At present this place is used by Muslims.
On the eastern side of the hill Pallava a cave temple is found. This looks strikingly similar to Mandagapattu. But this one has seven enclosures. The depth should be about 12 feet. It is massive. Unfortunately it seems to have been abandoned at the early stage itself. Hence, no ornamentation or figure or inscription found. Shri Varadharajan said that this place was used by Arcot rulers during war time as residence for their womenfolk. He pointed to the hooks that have been provided to fix curtains. The whole cave is really enormous. Had it been completed it would have been fantastic. The hill and the location is a feast to the eye.

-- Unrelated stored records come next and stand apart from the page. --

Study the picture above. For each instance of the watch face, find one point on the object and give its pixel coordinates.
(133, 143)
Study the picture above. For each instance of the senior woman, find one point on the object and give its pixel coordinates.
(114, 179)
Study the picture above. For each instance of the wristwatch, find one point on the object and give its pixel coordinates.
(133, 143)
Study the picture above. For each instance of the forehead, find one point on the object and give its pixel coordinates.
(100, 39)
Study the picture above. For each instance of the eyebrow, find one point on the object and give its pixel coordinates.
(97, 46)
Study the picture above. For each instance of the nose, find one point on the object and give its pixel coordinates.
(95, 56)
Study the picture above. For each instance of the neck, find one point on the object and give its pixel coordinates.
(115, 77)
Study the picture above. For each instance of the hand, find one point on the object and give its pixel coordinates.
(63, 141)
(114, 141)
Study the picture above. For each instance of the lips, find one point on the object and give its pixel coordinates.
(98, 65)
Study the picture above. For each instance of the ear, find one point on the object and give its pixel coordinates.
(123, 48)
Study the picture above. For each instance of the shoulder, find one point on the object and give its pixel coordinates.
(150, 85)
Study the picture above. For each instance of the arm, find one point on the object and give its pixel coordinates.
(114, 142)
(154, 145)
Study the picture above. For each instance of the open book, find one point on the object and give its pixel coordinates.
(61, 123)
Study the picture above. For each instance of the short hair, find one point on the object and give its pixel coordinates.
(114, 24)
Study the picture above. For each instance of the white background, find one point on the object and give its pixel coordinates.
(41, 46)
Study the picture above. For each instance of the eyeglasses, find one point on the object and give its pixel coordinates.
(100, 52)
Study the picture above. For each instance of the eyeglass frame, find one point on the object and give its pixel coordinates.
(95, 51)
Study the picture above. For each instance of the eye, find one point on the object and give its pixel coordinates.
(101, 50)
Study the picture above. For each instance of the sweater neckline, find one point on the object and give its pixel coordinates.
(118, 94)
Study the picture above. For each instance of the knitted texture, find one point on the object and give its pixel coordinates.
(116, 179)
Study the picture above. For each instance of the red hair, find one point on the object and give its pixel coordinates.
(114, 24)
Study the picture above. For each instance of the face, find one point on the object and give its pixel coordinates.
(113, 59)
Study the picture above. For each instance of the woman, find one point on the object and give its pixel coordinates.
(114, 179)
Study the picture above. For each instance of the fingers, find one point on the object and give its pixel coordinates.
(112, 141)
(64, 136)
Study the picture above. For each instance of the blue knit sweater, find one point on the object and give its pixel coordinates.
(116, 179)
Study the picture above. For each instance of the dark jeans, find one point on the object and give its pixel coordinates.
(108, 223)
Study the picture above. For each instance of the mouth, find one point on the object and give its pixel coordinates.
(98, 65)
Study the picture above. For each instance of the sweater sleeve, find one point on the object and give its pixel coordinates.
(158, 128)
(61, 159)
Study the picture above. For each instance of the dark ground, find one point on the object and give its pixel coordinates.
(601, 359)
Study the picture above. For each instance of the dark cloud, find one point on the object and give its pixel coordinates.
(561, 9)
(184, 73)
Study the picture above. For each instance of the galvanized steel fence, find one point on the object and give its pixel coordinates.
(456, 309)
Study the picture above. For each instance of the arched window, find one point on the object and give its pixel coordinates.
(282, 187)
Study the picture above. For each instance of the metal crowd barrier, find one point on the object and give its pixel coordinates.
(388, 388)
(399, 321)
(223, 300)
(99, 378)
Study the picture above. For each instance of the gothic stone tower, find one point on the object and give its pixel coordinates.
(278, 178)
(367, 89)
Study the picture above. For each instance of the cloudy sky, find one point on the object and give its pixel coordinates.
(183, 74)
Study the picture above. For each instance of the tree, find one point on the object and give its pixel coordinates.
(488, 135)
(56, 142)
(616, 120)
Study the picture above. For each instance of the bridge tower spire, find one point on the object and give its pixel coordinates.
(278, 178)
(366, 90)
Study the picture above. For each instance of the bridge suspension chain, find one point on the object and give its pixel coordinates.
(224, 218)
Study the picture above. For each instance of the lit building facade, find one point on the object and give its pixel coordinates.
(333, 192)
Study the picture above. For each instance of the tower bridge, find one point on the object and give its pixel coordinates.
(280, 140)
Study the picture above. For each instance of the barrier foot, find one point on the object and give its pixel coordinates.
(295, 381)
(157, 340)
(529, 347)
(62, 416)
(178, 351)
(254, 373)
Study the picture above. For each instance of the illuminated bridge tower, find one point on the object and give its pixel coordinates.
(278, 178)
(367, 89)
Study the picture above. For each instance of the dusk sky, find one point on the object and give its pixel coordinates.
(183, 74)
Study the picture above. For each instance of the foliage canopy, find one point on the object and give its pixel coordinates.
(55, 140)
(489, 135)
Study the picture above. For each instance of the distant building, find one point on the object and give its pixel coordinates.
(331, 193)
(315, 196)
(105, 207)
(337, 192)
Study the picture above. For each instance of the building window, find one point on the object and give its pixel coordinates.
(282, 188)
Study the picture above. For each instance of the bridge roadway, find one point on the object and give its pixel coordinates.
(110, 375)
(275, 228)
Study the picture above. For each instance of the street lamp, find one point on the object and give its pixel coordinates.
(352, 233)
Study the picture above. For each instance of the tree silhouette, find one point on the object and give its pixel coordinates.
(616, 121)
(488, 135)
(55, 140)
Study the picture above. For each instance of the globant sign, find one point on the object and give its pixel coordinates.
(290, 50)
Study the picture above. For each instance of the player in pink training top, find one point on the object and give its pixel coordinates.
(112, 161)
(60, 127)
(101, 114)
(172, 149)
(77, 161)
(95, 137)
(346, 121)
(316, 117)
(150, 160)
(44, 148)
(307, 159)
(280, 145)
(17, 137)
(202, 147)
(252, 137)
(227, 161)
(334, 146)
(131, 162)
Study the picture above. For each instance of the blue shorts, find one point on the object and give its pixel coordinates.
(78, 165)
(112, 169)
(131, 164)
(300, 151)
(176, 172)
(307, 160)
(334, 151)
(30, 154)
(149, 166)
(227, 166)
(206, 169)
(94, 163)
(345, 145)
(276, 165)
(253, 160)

From Thirupanmalai we moved on to Thirumalai, which is near Polur. We had our lunch (at 3.30pm !!) in the Jain Trust which runs schools and colleges here. Very nice and simple lunch. The buttermilk is worth remembering for ages – probably from the milk of their own gosala. The buttermilk reminds me the negative side of Science – loss of tasty and fresh food (planning to do a post on this).
Thirumalai is a Jain Temple complex both at the foot and atop the hill. This medium sized hill about 100-120meters tall houses what is called Kundavai Jeenalayam. Kundavai, the famous sister of Rajaraja Cholan has made grants to this place.
At the foot of hill there is separate sannidhi for Mahaveera. This seems to have been done during Vijayanagara period. There are paintings at the back of the main deity – which probably belongs to Vijayanagara period – possibly later.
Little above in the hill lies the most interesting place in this journey – the caves with paintings. It is amazing place with breathtaking paintings. The paintings on the walls were supposed to be from Vijayanagar period. The ones on the ceiling are from Chola period. The outer side of the cave is about 6-7 feet high but inner side it’s about a foot. It consists of three or four compartments. The larger one had entire ceiling painted with beautiful pattern, which when lying on the floor and looking up gives the feeling of a carpet above us. The patterns are fantastic, colour combination apt. The smaller compartment also sports beautiful paintings on the ceiling. What is amazing is that they have taken effort to paint even where ceiling is no more than two feet high. I cannot do justice to the beauty by describing them – you should see to realize it.
Adjacent to the paintings, just below there are carvings of Ambika Yakshi, Gommateshwara, Parshwanath and Adinath all belong to Chola period. The place is pretty narrow, photographing is difficult.
After seeing these we moved to the northern side of the hill. Just below the summit there is an 18 feet tall Neminatha statue engraved on the hill. It belongs to late Chola period. It is enormous, simple and plain. There are no ornamentation, unlike the one at the lower caves.
Atop the hill is a small sannidhi for another theerthangara. Three Jain monks have done what is called ‘vadakiruthual’ on top of this hill. Their padams are engraved here. The hill has many ‘temple trees’ which withers sweet smelling flowers regularly, giving a serene atmosphere. There are few inscription near the padams, all belonging to very late period. There is one inscription by ASI itself done in the year 1932 or around that.
The villages told us that there is a Rajaraja statue below the hills adjacent to the road. But it doesn’t look like Rajaraja. It clearly belongs later period may be vijayanagara or naik. It should that of some local chieftian.
Thus ended our heritage ‘thedal’.
On the whole a fantastic trip, covering early pallava to vijayanagara period. Thanks to Reach Foundation and specifically to Chandrasekhar the PR man of Reach foundation.